NIST Releases Draft NISTIR 8193, National Initiative for Cybersecurity Education (NICE) Framework Work Role Capability Indicators: Indicators for Performing Work Roles.
Comments for this draft NISTIR are due by: December 8, 2017.
The national need for a common lexicon to describe and organize the cybersecurity workforce and requisite knowledge, skills, and abilities (KSAs) led to the creation of the National Initiative for Cybersecurity Education (NICE) Cybersecurity Workforce Framework (NICE Framework).

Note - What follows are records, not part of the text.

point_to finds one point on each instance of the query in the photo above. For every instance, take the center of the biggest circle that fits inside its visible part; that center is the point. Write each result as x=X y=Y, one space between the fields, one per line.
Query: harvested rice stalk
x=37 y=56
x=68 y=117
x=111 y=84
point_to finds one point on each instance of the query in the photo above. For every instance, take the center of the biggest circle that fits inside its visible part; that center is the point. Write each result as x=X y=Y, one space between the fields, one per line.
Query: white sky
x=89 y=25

The NICE Framework defines the spectrum of cybersecurity work as well as tasks and knowledge, skills, and abilities (KSAs) for over 50 common Work Roles. While the Work Roles have made the NICE Framework easier to associate to specific positions, they do not provide organizations with guidance on how to determine if a professional can perform a Work Role. This report provides capability indicators which are intended to help organizations address this challenge. Capability indicators are recommended education, certification, training, experiential learning, and continuous learning that could signal an increased ability to perform a given Work Role. Though capability indicators are not formal qualification requirements, they provide a menu of characteristics recommended by subject matter experts (SMEs) that should be customized by each organization based on need and incorporated into hiring and employee development efforts (e.g., recruiting, building career paths). Overarching findings pertaining to capability indicators across Work Roles and proficiency levels are also provided in this report.